In einem 108 Seiten umfassenden Vorschlag will die EU-Kommission den Einsatz von Künstlicher Intelligenz (KI) stärker regulieren. Der „Artificial Intelligence Act“ sieht dabei in bestimmten Bereichen grundsätzliche Verbote für den Einsatz von KI vor – wie beispielsweise bei „biometrischen Identifikationssystemen“ in Echtzeit (Gesichtserkennungs- und ähnliche Systeme), wenn von den Technologien „signifikante Risiken für die Gesundheit, für die Sicherheit und für fundamentale Rechte von Personen ausgehen“ (S. 3, meine Übersetzung). Der „AI Act“ arbeitet insgesamt mit einer Risiko-Methodik, die es erlaubt, die Gefahren von KI in Abstufungen zu bewerten, womit dann jeweils unterschiedliche Anforderungen und Regulierungen einhergehen. Das reicht, wie gesagt, von grundsätzlichen Verboten bis hin zu Transparenzanforderungen (z.B. die notwendige [Selbst-]Identifikation von Chatbots als Maschinen, die Kennzeichnung von Deepfake-Fotos, -Videos oder -Audios).

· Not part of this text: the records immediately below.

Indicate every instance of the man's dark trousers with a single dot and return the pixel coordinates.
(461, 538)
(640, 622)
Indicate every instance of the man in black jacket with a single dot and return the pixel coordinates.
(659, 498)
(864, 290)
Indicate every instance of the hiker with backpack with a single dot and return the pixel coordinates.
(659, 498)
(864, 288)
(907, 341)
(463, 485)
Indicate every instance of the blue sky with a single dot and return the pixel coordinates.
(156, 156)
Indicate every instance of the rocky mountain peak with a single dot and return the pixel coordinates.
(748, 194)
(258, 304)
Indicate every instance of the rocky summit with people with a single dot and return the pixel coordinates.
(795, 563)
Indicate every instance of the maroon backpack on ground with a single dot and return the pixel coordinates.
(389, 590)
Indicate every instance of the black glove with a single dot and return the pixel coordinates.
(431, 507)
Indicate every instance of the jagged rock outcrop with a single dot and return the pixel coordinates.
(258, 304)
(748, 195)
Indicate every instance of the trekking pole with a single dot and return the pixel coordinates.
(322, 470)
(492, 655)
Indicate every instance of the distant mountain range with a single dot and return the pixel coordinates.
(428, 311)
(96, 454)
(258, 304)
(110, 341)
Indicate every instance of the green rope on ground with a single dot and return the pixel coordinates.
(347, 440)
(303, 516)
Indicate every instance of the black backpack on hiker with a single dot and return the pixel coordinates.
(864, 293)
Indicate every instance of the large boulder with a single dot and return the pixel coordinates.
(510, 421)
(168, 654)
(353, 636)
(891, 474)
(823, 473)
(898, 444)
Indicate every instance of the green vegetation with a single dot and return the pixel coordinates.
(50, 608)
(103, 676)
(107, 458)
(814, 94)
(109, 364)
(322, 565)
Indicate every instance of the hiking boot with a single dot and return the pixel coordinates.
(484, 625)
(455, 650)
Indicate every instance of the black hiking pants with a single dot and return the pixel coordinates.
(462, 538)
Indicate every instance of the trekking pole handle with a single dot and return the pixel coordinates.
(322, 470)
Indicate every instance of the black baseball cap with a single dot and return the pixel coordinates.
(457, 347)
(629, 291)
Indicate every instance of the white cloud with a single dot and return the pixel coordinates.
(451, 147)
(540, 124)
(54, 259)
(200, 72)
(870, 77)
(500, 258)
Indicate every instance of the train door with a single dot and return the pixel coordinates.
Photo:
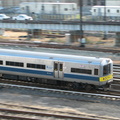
(58, 70)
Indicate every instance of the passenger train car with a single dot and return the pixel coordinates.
(56, 69)
(108, 11)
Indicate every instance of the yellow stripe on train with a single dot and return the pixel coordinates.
(102, 79)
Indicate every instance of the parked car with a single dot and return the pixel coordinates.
(4, 17)
(22, 17)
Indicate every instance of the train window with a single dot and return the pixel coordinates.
(66, 9)
(106, 69)
(1, 62)
(95, 71)
(38, 66)
(118, 11)
(55, 66)
(10, 63)
(84, 71)
(108, 10)
(61, 67)
(94, 10)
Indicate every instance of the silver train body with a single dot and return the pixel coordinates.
(108, 11)
(52, 67)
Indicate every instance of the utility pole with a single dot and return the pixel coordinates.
(82, 41)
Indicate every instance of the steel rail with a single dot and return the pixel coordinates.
(82, 117)
(63, 91)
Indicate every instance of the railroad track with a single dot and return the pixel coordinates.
(73, 95)
(31, 113)
(115, 86)
(57, 46)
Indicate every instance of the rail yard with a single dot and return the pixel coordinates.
(46, 97)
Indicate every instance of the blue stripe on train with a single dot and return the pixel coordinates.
(48, 58)
(84, 77)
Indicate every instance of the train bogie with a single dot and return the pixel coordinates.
(57, 69)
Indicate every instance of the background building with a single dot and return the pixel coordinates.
(113, 2)
(11, 3)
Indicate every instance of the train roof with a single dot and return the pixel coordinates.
(106, 6)
(52, 56)
(50, 3)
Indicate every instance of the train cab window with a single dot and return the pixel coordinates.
(66, 9)
(11, 63)
(84, 71)
(61, 67)
(55, 66)
(95, 71)
(37, 66)
(108, 11)
(1, 62)
(118, 11)
(94, 10)
(106, 69)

Die wesentliche Innovation des AI Acts besteht nach meiner Einschätzung in den angedachten Governance-Mechanismen, die nicht nur klassische ex-post Überwachungen vorsehen, sondern auch ein „ex-ante conformity assessment through internal checks“.
Wir sollten uns bei den Diskussionen über den Einsatz neuer Technologien zwei Dinge vor Augen führen: Wir bewegen uns mit KI teilweise in einem Hochrisikobereich, ähnlich wie bei Atomkraftwerken oder bei Arzneimitteln, weshalb Regulierungen dringend geboten sind. Zugleich können wir seit Jahren ein Hase und Igel-Spiel zwischen Technologieunternehmen und Politik beobachten, bei dem politische Institutionen und Rechtsnormen systematisch hinterherhinken. Genau deshalb ist die ex-ante Prüfung von Anwendungen im Bereich der KI (durch Auditoren) wesentlich, verspricht sie doch das systematische Hinterherhecheln durch Politik und Recht wenigstens etwas zu entspannen. Es handelt sich damit, wenn man so will, um eine Umkehrung der Beweislast, die fortan bei den Unternehmen läge.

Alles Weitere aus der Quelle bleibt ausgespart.